Ces modifications ont pour but principalement de : - réguler l'activité des protéines, - les "étiqueter" afin qu'elles soient reconnues par d'autres molécules ou par des 30 systèmes de dégradation, - les ancrer dans une membrane, - les intégrer à une cascade de signalisation, - les "adresser" à un compartiment cellulaire, - définir une identité immunologique (groupes sanguins). 35 Dans la cellule, ces modifications ont un rôle important de régulations (activation/inhibition principalement) à deux niveaux : cytoplasmique et nucléaire. Pour ce qui est des protéines cytoplasmiques, ces diverses modifications post-traductionnelles rendent, entre autres, les protéines aptes ou non à transmettre des signaux reçus par les cellules et à activer les cascades de signalisation appropriées à ces signaux. Pour ce qui est des protéines nucléaires comme les histones entre autres, ces modifications posttraductionnelles vont moduler ou non l'état de compaction de la chromatine (ADN portant des protéines), réguler ainsi la machinerie transcriptionnelle et par conséquent permettre ou non l'expression ou la répression de certains gènes.

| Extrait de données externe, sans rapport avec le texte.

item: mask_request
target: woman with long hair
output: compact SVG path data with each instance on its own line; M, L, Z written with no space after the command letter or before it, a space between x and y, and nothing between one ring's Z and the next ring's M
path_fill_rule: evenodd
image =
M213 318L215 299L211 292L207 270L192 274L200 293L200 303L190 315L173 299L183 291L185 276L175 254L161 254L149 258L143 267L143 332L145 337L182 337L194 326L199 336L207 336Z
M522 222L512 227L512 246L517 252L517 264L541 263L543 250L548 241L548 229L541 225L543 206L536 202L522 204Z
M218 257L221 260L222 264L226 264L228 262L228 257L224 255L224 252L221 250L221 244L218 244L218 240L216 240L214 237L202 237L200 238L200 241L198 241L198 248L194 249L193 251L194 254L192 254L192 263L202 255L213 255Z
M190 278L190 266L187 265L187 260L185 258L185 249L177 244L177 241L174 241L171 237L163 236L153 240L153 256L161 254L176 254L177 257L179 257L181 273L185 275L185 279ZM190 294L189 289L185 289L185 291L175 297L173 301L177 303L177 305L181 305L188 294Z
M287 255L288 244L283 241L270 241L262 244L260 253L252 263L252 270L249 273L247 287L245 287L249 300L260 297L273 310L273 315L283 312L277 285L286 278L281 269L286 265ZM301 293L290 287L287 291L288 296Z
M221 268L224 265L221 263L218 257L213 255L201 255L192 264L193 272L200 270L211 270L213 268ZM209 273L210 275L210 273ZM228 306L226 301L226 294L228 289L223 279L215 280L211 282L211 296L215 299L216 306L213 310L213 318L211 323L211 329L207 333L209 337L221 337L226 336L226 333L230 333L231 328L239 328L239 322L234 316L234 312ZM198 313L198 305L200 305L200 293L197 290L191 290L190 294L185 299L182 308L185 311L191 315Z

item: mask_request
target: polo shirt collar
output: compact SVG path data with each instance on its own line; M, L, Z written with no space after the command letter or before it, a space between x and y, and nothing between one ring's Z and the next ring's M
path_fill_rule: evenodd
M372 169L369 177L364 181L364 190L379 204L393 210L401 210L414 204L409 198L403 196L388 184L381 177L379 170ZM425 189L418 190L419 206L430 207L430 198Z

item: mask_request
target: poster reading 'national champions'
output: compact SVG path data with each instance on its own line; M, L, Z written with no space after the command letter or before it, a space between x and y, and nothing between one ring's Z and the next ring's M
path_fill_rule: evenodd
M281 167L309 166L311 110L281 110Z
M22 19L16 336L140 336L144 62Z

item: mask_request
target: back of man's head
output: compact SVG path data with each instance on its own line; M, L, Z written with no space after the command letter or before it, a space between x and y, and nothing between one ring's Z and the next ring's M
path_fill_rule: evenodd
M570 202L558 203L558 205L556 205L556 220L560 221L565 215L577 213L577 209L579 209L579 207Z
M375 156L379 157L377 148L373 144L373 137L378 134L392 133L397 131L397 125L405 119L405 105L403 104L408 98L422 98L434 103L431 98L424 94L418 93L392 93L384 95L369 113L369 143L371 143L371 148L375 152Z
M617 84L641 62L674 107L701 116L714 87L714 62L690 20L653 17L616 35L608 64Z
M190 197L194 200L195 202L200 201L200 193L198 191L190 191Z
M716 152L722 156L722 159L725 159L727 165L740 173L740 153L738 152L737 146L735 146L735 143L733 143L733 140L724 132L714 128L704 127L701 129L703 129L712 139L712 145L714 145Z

Il est aisé de comprendre que certaines de ces modifications sont cruciales dans la physiologie cellulaire, que certains dérèglements sont sources de pathologies. Ainsi, la connaissance et la compréhension des mécanismes régulant ces modifications peuvent s'avérer fort intéressant dans les domaines non seulement de la recherche fondamentale mais aussi et surtout le domaine thérapeutique. En effet, avec des outils précis d'expérimentation, il est possible de lever certains verrous, de comprendre des dysfonctionnements cellulaires et éventuellement de prévenir ou guérir des pathologies.
Il est donc indispensable pour cela de disposer d'outils maitrisés pour identifier, détecter, localiser voire quantifier et induire ou éviter ces modifications. Certaines de ces modifications post-traductionnelles ont été largement décrites dans la littérature. Ainsi, il a été mis en évidence l'importance des phosphorylations des résidus sérine et thréonine précisément dans les transductions cellulaires. Ces phosphorylations sont réalisées via les protéines kinases et sont en partie responsables de la régulation de la protéine p53, une protéine fortement impliquées dans de nombreux cancers. Par ailleurs, on sait que l'acétylation des histones joue, entres autres, un rôle dans la réparation de l'ADN et l'apoptose. Ces deux phénomènes lorsqu'ils sont mal régulés entrainent des pathologies graves. On sait également que ces différentes modifications post-traductionnelles peuvent interagir et se réguler mutuellement par le biais, par exemple, d'une compétition entre elles. C'est précisément le cas, par exemple, pour la méthylation d'un résidu arginine d'une protéine donnée qui peut être empêchée par la phosphorylation d'un résidu voisin, la cellule régulant ainsi l'effet de cette modification post-traductionnelle.
Par ailleurs, certains acides aminés sont plus disposés à subir des modifications posttraductionnelles en fonction de leur structure et de leur accessibilité dans la protéine. Parmi ces acides aminés, la lysine est un acide aminé connu pour être souvent modifié par exemple par méthylation, acétylation, biotinylation, ubiquitination et sumoylation, différentes modifications assurant des rôles essentiels dans la vie cellulaire.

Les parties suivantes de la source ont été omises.